まず、グローバライゼーションを背景として多様化する家族構成に対応するのであれば、二重国籍者の置かれた状況にも配慮し、国際バカロレア・プログラム(IBプログラム)を提供しているインターナショナルスクールを「正規の学校」として認める時期ではないか。

二重国籍者を持つ親にとっては、両親の2つの文化に触れる機会を持たせたいと願うのはごく自然なことである。私たち家族の場合は、日本とカナダという文化を、日本社会という生活環境のなかで触れさせたいと願っている。そして、話し合いの結果としてインターナショナルスクールという選択肢を選んだのだが、そうすると日本の教育からは事実上、排除されることになる(し、心理的にはマージナライズされたように感じる)。

実際、多くの国では「AかBか」という選択肢の時代は終わっている。たとえば、国籍に関する考え方がそうであり、重国籍は自然なこととして受け入れられている。一方、日本の国籍法ではいまだ重国籍は認められておらず、22歳になるまでに「どちらか一方を選ぶ」ことになっている。グローバライゼーションを背景とした多様化する家族構成や家族状況に対応するには、「AとB」という考え方もありえるという場合が多々出現している、という現状に配慮する柔軟さを社会のなかで育成する必要がある。

国として、グローバライゼーションに対応する日本人の育成を考えるならば、英語教育や表面上の外交儀礼で止まってはいけない。これからの日本の将来を背負っていく子どもたちには、多様性に柔軟に対応するしなやかさを鍛えなくてはならない。こうした資質は私たち大人が日々の生活のなかで醸し出している社会文化のなかでこそ育成されるのであり、単に英語が話せたり国際教育の講義を聞けば学べるようなものではない。こうした社会こそ、マイノリティが生きやすい社会、社会的弱者にやさしい社会であり、ひるがえっては誰もが安心して生きられる社会である。

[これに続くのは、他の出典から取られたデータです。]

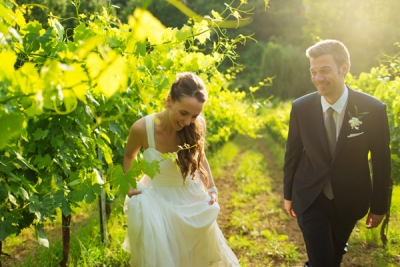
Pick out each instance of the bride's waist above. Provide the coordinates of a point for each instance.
(162, 180)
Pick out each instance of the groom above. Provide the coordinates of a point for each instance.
(328, 183)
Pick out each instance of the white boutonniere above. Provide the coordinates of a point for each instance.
(355, 121)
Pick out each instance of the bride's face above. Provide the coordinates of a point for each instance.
(184, 112)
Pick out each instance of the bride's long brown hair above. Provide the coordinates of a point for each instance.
(189, 160)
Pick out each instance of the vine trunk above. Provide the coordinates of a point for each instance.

同時に、国内のインターナショナルスクールで教育を受けた子どもたちが日本で大半の大学やその他の高等教育機関から締め出されているのは、日本にとってどれほど利益があるのか。世界各国で認知度の高いインターナショナル・スタンダードであるIB教育は、決して日本政府の教育基準に劣ったものではない。

当然、「義務教育」=「国民教育」という意味深長な思想がある事実は認める。どの国においても、義務教育というのは国が自国の市民を「よき国民」として育成することを期して行われる。しかし、今の時代、「よき国民」は「よき地球市民」と対立する概念なのだろうか。言い換えれば、自国にとってのみ「よき国民」であれば事足りるのか。明らかに違う。グローバライズされた国際社会は相互依存のうえに成り立っており、環境問題、戦争、病気、経済問題など、国際社会が直面している緊急課題は、自国だけの利益という垣根を取り払ったときに解決を見いだせる問題である可能性が高い。いみじくも「国際学校」を標榜するIB教育の真髄は、こうした国際社会で豊かに、平和に共生できる地球市民の育成にある。そう考えると、インターナショナルスクールがいまだに「各種学校」とされている現実は腑に落ちない。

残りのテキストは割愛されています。